Coffee’s for closers only. In 2021, I had a video call with a physicist founder of a quantum components company. The company had just received seed funding and were sorting a sales strategy and hiring plan. Based on the proposed product portfolio, sales were going to be difficult because the plan of record was three different products to be sold to three different end-users with three different selling models (embedded, off the shelf and licensed) which means at least three different sorts of sales people managing three different types of distribution with three different customer support teams. That is an absurdly heavy lift for an immature company in an unproven commercial market. When I queried this nut to be cracked, the founder said, “No problem, our products are going to sell themselves.” I stared blankly at the founder. Then, I asked, “What jobs have you had selling products?” None. “What about in college or post-grad to pay your bills - work at a cafe, or a clothing store?” No. “What about a family business like a farm or dry cleaner?” No. “Did you sell products when you were a kid, like cookies at a bake sale or lemonade at a stand?” No. “Here’s the deal, ‘selling itself’ is not how selling works or product creation for that matter, especially in tech.” The blank stare was now looking back at me. “Watch the movie Glengarry Glen Ross and call me back.” A few days later the founder called, shaken, “The movie traumatized me. We are calling our customers today to make sure we deeply understand their problem.” Feeling your customers’ pain is much less traumatic than taking on debt to make a product no one buys.
What They Said
The Problem slide is the first main slide in any pitch deck. This slide is critical to starting off the story. The easiest story to tell is your own, so use your story to convey how you learned of the problem. For example, “Five years ago, I was . . ..” When the story is personal, investors feel why you need to solve this problem . . . In a ten-minute presentation, you want to spend one to two minutes on this slide. Take your time. This slide is the most important part of the pitch as it sets the stage for your story. – Tim Cooley, The Pitch Deck Book: How to Pitch Your Business and Secure Investors, “Problem Slide,” pages 87-93.
See You on the Track
Once Upon Pitch will be back on January 10, 2023.

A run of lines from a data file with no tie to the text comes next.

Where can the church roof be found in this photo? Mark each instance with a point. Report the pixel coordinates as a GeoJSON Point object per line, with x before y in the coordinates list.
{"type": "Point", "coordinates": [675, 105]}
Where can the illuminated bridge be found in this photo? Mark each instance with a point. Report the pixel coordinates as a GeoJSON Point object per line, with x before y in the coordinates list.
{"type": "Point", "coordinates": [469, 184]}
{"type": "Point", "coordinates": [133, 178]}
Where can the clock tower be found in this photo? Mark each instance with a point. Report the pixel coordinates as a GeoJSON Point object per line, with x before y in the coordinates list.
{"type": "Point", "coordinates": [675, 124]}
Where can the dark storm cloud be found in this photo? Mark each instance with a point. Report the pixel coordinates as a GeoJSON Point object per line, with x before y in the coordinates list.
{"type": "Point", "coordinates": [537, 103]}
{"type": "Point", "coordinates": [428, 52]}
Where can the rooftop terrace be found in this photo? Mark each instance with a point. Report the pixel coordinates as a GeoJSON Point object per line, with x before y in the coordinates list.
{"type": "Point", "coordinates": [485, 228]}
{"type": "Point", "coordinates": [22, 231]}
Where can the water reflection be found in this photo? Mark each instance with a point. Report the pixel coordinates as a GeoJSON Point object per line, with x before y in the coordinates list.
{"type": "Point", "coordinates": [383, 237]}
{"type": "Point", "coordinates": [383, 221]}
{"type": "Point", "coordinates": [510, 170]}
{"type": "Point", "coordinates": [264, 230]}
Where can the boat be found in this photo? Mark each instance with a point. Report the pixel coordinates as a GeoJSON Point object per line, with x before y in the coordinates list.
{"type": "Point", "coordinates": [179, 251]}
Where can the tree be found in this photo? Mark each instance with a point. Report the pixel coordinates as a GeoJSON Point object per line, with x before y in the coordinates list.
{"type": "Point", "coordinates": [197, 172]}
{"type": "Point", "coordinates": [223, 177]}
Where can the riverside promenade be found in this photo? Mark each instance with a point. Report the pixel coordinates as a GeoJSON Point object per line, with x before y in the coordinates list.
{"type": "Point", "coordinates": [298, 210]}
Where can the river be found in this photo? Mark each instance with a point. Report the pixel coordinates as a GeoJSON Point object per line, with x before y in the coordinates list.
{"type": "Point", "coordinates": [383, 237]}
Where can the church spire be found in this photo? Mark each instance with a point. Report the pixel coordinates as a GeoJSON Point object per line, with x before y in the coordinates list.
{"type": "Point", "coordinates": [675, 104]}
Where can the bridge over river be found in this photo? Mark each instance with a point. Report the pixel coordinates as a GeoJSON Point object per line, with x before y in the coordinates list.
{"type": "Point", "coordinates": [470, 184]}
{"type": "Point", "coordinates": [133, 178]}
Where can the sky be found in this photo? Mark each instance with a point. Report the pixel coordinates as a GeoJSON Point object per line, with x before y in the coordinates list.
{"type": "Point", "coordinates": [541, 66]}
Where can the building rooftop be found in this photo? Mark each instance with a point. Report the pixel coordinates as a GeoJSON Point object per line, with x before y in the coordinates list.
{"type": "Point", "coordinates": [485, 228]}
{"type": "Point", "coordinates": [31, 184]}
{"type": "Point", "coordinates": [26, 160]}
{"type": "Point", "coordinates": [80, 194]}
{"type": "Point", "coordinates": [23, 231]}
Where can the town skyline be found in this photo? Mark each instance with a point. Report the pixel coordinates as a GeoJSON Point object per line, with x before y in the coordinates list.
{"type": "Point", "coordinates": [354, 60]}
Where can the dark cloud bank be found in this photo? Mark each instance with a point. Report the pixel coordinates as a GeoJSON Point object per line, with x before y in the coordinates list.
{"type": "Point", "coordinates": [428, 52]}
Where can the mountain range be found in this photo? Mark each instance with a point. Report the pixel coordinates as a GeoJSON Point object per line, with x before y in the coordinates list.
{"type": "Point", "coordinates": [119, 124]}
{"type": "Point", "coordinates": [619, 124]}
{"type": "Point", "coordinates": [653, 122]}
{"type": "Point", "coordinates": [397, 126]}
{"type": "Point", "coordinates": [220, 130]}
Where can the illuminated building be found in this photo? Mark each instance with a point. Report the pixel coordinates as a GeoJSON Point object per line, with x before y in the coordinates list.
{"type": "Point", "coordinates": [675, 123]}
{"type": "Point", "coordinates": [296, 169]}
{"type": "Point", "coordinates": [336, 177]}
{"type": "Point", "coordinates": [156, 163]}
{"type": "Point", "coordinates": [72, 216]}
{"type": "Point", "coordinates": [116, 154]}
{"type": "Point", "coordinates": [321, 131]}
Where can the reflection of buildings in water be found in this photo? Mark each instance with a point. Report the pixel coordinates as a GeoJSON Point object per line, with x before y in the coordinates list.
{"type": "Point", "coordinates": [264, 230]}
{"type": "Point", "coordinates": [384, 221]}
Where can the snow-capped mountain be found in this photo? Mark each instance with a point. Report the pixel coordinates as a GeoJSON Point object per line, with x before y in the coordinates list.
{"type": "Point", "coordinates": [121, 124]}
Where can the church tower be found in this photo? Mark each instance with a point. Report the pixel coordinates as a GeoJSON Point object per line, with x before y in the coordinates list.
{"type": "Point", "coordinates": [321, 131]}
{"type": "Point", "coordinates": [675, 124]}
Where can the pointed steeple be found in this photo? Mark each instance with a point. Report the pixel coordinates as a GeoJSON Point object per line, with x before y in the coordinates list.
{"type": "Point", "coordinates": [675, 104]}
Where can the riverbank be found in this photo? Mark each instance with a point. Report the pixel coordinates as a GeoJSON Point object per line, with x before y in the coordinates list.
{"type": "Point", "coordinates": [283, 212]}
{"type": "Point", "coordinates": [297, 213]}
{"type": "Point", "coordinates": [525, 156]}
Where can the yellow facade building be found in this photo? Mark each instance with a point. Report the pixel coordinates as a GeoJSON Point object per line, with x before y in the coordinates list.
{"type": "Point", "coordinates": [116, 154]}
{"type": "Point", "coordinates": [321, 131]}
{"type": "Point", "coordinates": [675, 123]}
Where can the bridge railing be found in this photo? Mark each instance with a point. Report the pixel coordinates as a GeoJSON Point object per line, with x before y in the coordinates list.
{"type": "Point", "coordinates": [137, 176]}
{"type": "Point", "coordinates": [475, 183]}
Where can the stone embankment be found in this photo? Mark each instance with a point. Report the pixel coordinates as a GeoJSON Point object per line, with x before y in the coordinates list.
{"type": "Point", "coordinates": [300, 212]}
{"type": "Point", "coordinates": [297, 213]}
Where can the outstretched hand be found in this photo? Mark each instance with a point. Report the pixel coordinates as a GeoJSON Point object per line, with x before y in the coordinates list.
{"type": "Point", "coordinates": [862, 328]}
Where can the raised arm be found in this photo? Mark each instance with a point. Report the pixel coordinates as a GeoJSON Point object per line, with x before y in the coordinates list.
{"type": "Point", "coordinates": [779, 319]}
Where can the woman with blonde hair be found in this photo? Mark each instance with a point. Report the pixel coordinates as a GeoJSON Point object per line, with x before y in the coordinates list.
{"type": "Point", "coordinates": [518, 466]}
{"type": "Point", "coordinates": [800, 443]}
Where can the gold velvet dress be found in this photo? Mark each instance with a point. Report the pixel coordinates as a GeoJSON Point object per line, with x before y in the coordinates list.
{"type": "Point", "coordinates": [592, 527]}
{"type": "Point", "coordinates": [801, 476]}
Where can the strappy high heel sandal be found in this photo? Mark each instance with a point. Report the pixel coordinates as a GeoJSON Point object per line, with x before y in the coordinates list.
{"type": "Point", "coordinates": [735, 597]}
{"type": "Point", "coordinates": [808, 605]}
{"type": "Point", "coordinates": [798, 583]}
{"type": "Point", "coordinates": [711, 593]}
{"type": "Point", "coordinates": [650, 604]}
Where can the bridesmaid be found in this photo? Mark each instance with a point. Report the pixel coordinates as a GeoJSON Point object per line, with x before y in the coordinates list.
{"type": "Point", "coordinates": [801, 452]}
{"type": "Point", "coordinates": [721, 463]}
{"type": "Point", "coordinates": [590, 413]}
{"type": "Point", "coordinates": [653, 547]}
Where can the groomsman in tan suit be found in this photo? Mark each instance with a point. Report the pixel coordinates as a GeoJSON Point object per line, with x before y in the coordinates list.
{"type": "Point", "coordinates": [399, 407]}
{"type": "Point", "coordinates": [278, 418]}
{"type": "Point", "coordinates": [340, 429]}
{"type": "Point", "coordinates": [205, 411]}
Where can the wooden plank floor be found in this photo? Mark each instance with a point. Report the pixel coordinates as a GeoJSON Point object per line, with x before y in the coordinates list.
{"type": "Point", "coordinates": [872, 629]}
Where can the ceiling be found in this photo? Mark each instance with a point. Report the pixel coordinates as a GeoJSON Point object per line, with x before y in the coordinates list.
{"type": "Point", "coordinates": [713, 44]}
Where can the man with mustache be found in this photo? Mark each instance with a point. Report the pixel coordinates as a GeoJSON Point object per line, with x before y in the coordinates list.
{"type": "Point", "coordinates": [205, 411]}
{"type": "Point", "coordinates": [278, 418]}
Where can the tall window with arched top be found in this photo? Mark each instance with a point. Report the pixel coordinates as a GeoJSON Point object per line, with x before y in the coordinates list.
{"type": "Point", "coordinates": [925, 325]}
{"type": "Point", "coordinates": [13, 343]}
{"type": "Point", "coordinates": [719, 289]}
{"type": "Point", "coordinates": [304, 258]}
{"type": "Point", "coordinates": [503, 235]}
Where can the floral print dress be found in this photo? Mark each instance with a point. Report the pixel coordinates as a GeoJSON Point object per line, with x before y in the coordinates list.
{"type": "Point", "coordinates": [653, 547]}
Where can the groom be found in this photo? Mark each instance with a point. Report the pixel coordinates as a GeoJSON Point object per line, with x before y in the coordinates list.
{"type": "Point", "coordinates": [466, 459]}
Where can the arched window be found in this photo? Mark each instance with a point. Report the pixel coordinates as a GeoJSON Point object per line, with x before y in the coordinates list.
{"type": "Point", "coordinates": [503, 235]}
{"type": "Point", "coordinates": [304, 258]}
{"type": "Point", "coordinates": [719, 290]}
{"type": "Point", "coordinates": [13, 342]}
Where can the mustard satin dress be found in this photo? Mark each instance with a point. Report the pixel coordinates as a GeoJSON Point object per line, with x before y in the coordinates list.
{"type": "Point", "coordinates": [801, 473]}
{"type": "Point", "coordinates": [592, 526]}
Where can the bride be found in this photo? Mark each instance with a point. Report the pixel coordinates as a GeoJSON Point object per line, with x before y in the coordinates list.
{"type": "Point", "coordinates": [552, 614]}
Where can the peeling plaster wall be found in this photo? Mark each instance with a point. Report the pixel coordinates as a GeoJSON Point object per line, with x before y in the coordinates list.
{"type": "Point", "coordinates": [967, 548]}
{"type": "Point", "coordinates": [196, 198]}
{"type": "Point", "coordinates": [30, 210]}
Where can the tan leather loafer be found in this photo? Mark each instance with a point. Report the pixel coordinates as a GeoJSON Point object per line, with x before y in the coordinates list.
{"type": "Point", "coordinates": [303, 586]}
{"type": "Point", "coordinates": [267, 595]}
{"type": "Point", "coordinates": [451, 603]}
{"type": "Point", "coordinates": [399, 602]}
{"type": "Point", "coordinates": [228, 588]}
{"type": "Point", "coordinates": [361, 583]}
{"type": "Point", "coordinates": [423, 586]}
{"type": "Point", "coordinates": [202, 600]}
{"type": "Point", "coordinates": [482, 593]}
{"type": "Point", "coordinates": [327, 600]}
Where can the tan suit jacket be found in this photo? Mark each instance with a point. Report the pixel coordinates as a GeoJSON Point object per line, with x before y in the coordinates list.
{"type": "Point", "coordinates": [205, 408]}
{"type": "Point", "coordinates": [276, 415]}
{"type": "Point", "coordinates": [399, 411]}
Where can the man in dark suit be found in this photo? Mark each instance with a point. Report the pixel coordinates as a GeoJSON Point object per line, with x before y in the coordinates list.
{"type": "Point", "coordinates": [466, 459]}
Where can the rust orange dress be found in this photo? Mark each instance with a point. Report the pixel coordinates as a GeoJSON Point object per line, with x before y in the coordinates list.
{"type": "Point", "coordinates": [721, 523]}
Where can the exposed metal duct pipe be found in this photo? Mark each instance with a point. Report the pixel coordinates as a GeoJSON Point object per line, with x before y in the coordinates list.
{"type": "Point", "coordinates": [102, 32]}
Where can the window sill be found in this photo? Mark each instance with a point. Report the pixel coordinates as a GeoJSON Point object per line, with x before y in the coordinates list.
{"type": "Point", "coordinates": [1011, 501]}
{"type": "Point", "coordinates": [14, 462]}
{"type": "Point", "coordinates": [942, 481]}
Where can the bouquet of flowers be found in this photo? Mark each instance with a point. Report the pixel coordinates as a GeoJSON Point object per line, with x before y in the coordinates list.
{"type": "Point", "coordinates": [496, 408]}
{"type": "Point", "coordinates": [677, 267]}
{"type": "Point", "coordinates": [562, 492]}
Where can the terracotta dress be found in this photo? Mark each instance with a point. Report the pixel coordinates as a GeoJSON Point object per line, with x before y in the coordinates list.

Wishing you adventures, laughter, and many great stories in 2023.
Rafferty Jackson
Author The First Principles Pitch, startup storyteller, board member, advisor and investor. Once Upon a Pitch is a weekly newsletter looking at one business pitch problem and offering storytelling solutions to help solve that problem.
It baffles me how some start-ups are so in love with their tech/product that they can't see the forest. Thanks Rafferty!
A product looking for a commercial problem to fix is not just a Space Industry issue. I see it across all industries and as the newsletter title suggests, even big, successful companies make the same mistakes (albeit a lousy product extension is different than single product companies that have no customers). Living, breathing and agonizing over the customer problem remains the hallmark of successful product launches.